Un important ouragan technologique attend les conseillers, croit Henri-Paul Rousseau. Il a néanmoins livré un vibrant plaidoyer en faveur de la profession lors du Congrès 2017 de l’assurance et de l’investissement.
Le vice-président du conseil de Power Corporation et de la Financière Power a abordé un sujet au cœur des enjeux de l’industrie : le virage numérique, la (re)règlementation et la nécessité de professionnaliser le conseil financier au profit du client.
Selon M. Rousseau, qui a aussi été président et chef de la direction de la Caisse de dépôt et placement du Québec, le conseiller financier fait aujourd’hui face à un « ouragan technologique » alimenté par cinq foyers. Le premier : une puissance de calcul phénoménale disponible partout et à faible coût. Viennent ensuite diverses avancées technologiques, entre autres l’infonuagique, qui réduisent radicalement le cout de créer des entreprises et de servir des clients. Les trois autres foyers sont la connectivité rapide et massive des réseaux, la création massive de données en accélération et les nouvelles attitudes et exigences des consommateurs.

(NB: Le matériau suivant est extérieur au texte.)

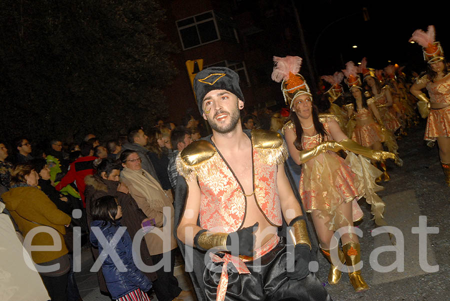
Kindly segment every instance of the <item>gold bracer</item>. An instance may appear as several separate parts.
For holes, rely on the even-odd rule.
[[[388,152],[370,150],[362,146],[350,139],[344,139],[339,142],[342,148],[346,150],[361,154],[364,156],[381,161],[388,158],[395,159],[396,155]]]
[[[295,242],[296,245],[306,244],[310,246],[310,250],[311,250],[311,242],[308,236],[308,230],[306,230],[304,220],[297,220],[291,226],[292,228],[289,231],[289,234],[292,241]]]
[[[300,161],[302,163],[304,163],[326,150],[338,152],[342,149],[339,144],[336,141],[332,140],[326,141],[310,150],[301,150],[300,152]]]
[[[204,232],[198,236],[196,244],[197,246],[205,250],[216,248],[218,250],[228,251],[226,249],[226,238],[228,233]]]
[[[418,109],[419,113],[422,118],[426,118],[430,114],[430,100],[424,93],[420,93],[416,97],[419,100],[417,102],[417,108]]]

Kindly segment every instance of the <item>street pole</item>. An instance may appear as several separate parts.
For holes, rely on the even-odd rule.
[[[312,64],[311,64],[311,60],[310,60],[310,55],[308,52],[308,48],[306,47],[306,42],[304,40],[304,34],[303,32],[303,28],[302,26],[302,23],[300,22],[300,17],[298,16],[298,12],[297,10],[297,7],[294,2],[294,0],[290,0],[291,4],[294,8],[294,14],[296,16],[296,20],[297,22],[297,27],[298,28],[298,32],[300,34],[300,42],[302,44],[302,48],[303,50],[303,56],[306,60],[306,66],[308,68],[308,72],[310,74],[310,78],[311,79],[312,82],[310,83],[310,86],[312,86],[312,90],[317,92],[316,82],[316,72],[314,68],[312,68]]]

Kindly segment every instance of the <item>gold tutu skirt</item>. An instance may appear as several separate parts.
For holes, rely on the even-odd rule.
[[[386,128],[394,132],[400,128],[400,122],[387,108],[378,108],[378,110]]]
[[[424,140],[434,141],[436,137],[450,136],[450,106],[430,110],[425,128]]]
[[[342,204],[352,202],[353,222],[362,218],[357,201],[365,196],[372,206],[372,214],[377,224],[384,226],[382,218],[384,204],[376,192],[382,187],[375,183],[381,171],[370,164],[368,159],[348,152],[345,160],[336,153],[327,152],[314,159],[312,164],[304,164],[300,178],[300,192],[308,212],[320,212],[328,218],[328,226],[336,230],[349,221],[337,210]]]
[[[352,133],[352,140],[366,148],[376,142],[384,142],[380,126],[375,123],[364,124],[362,126],[355,126]]]

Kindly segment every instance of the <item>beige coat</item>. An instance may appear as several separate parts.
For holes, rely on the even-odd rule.
[[[146,216],[149,218],[154,218],[156,224],[155,228],[144,236],[150,254],[162,254],[176,248],[178,246],[176,240],[174,236],[174,198],[170,191],[164,190],[167,194],[167,197],[164,197],[163,200],[160,200],[164,204],[164,206],[156,206],[154,204],[152,204],[152,200],[148,200],[142,194],[133,186],[132,183],[130,180],[121,176],[120,180],[128,186],[130,194],[136,201],[138,206],[144,212]],[[168,219],[170,220],[169,223],[167,222],[168,220],[164,218],[162,213],[164,207],[168,208],[170,212],[170,219]],[[160,234],[160,236],[156,233]],[[166,241],[165,244],[164,244],[162,237],[164,238],[164,240]]]

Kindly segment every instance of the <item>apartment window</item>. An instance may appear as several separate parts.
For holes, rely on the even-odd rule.
[[[184,50],[220,40],[212,10],[176,21],[176,26]]]
[[[207,66],[204,66],[203,68],[204,69],[208,67],[226,67],[227,68],[230,68],[239,75],[239,86],[242,87],[249,87],[250,86],[250,80],[248,80],[248,74],[247,73],[247,68],[246,68],[246,63],[243,61],[222,60]]]

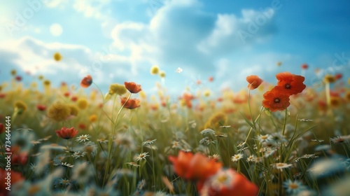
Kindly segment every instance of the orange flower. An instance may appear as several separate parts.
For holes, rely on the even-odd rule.
[[[45,111],[46,109],[46,106],[44,105],[38,104],[36,106],[36,108],[39,111]]]
[[[88,75],[81,80],[80,86],[82,88],[88,88],[92,83],[92,77],[90,75]]]
[[[307,64],[302,64],[302,69],[307,69],[307,68],[309,68],[309,66]]]
[[[266,92],[263,96],[262,106],[270,108],[271,111],[283,111],[290,104],[289,95],[281,94],[276,89],[276,87]]]
[[[24,180],[24,178],[20,172],[12,171],[12,169],[11,171],[6,171],[5,169],[0,168],[0,189],[1,190],[1,193],[0,193],[0,195],[10,195],[10,191],[7,191],[5,190],[5,188],[8,187],[6,184],[8,183],[8,180],[6,179],[6,178],[10,178],[10,183],[8,183],[8,184],[10,184],[10,186],[15,185],[16,183]]]
[[[124,85],[125,88],[129,90],[131,93],[137,93],[142,90],[140,85],[137,85],[135,83],[131,82],[125,82]]]
[[[292,74],[289,72],[279,73],[276,75],[279,80],[276,89],[279,93],[288,95],[296,94],[302,92],[306,85],[303,83],[305,78]]]
[[[340,79],[342,79],[342,77],[343,77],[343,74],[335,74],[335,78],[337,80],[340,80]]]
[[[244,176],[232,169],[218,171],[204,183],[200,182],[197,188],[200,193],[209,195],[248,195],[255,196],[259,188]]]
[[[249,83],[248,88],[250,90],[258,88],[262,83],[262,80],[255,75],[246,76],[246,81]]]
[[[60,130],[56,130],[56,134],[65,139],[69,139],[75,136],[78,134],[78,130],[74,130],[74,127],[66,128],[62,127]]]
[[[127,102],[126,102],[127,99],[127,97],[122,97],[120,99],[121,99],[120,103],[122,104],[122,106],[124,105],[124,104],[125,104],[124,105],[124,107],[126,108],[134,109],[140,106],[139,104],[140,100],[137,99],[129,99],[129,100],[127,100]]]
[[[174,164],[177,175],[189,180],[204,181],[220,170],[223,165],[214,160],[196,153],[180,151],[178,157],[169,156],[169,160]]]

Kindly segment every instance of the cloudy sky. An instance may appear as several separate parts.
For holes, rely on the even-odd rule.
[[[349,7],[346,0],[6,1],[0,83],[15,69],[27,84],[41,74],[56,86],[78,84],[89,74],[105,92],[124,81],[150,93],[157,82],[174,94],[186,86],[237,91],[246,76],[275,83],[280,71],[302,74],[304,63],[307,85],[319,81],[317,68],[347,78]],[[150,75],[153,65],[164,80]]]

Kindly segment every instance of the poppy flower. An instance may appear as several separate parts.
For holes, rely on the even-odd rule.
[[[307,69],[307,68],[309,68],[309,66],[307,64],[302,64],[302,69]]]
[[[200,193],[210,195],[255,196],[259,191],[256,185],[232,169],[218,171],[205,182],[198,183],[197,188]]]
[[[343,77],[343,75],[342,74],[335,74],[335,78],[337,80],[340,80]]]
[[[80,86],[82,88],[88,88],[92,83],[92,77],[90,75],[88,75],[81,80]]]
[[[124,85],[125,88],[129,90],[131,93],[137,93],[142,90],[140,85],[137,85],[135,83],[131,82],[125,82]]]
[[[117,94],[119,95],[122,95],[127,92],[127,89],[125,85],[122,85],[120,84],[111,84],[109,86],[109,94]]]
[[[69,139],[74,137],[78,134],[78,130],[74,127],[66,128],[62,127],[59,130],[56,130],[56,134],[64,139]]]
[[[18,82],[20,82],[22,81],[22,77],[20,76],[17,76],[15,78],[16,80],[18,80]]]
[[[283,111],[290,104],[289,95],[281,94],[276,88],[266,92],[263,97],[262,106],[271,111]]]
[[[5,126],[4,126],[3,123],[0,123],[0,134],[5,132]]]
[[[169,156],[168,158],[174,164],[175,173],[189,180],[204,181],[223,167],[220,162],[209,160],[200,153],[193,155],[180,151],[177,157]]]
[[[78,100],[78,97],[76,97],[76,96],[73,96],[73,97],[71,97],[71,100],[72,102],[76,102],[76,100]]]
[[[140,104],[139,104],[140,100],[139,100],[137,99],[129,99],[129,100],[127,100],[127,97],[122,97],[120,99],[121,99],[120,103],[121,103],[122,106],[124,105],[124,107],[126,108],[134,109],[134,108],[138,108],[140,106]]]
[[[253,90],[258,88],[262,83],[262,80],[258,76],[252,75],[246,76],[246,81],[249,83],[248,88],[250,90]]]
[[[46,109],[46,106],[44,105],[38,104],[36,106],[36,108],[39,111],[45,111]]]
[[[335,82],[335,80],[337,80],[335,76],[330,74],[327,74],[323,78],[323,82],[325,83],[332,83]]]
[[[296,94],[302,92],[306,88],[303,83],[305,78],[301,76],[283,72],[276,74],[276,78],[279,81],[275,88],[281,94]]]

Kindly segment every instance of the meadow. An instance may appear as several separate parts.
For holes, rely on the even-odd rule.
[[[93,74],[73,88],[4,74],[0,195],[350,194],[350,80],[341,74],[311,86],[293,73],[275,83],[246,76],[239,92],[188,88],[176,98],[161,83],[148,94],[132,81],[102,92]]]

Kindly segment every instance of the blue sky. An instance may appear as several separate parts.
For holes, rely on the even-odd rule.
[[[0,7],[0,83],[16,69],[24,83],[42,74],[56,86],[78,84],[89,74],[104,92],[124,81],[149,93],[156,82],[172,94],[186,87],[237,91],[246,76],[275,83],[280,71],[301,74],[303,63],[308,85],[320,80],[316,68],[320,77],[347,78],[349,7],[345,0],[6,1]],[[62,61],[52,59],[55,52]],[[150,74],[153,65],[165,71],[164,80]]]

« La numérisation change tous les aspects du métier de conseiller financier : nouveaux produits, nouveaux portefeuilles, nouvelles techniques d’analyse, l’intelligence artificielle, le rôle des réseaux sociaux et de ce qu’on appelle l’omnicanal, et j’en passe. Dorénavant l’information de portefeuille sera disponible en temps réel et par le biais de multiples canaux, tant pour les consommateurs que pour les fournisseurs. À elle seule, l’agrégation des données, également favorisée par les avancées juridiques, a le potentiel de transformer profondément la relation client-conseiller. L’information générée par et sur le client appartiendra exclusivement aux clients. Cet environnement technologique continuera de se développer à une vitesse folle. »
Un tsunami réglementaire
Deuxième perturbation : un « tsunami réglementaire » soulevé par la crise financière mondiale de la fin des années 2000 qui a miné la confiance des épargnants dans le système. Les objectifs des diverses réglementations : stabilité du système, répression des comportements abusifs des opérateurs et meilleure protection des consommateurs. Le Canada et le Québec n’échappent pas à « l’activisme des autorités réglementaires ». Henri-Paul Rousseau donne l’exemple de la dernière proposition des autorités réglementaires canadiennes, désignée comme étant la phase 3 du Modèle de relation client-conseiller (MRCC3), qui fait état d’un élargissement des exigences de divulgation.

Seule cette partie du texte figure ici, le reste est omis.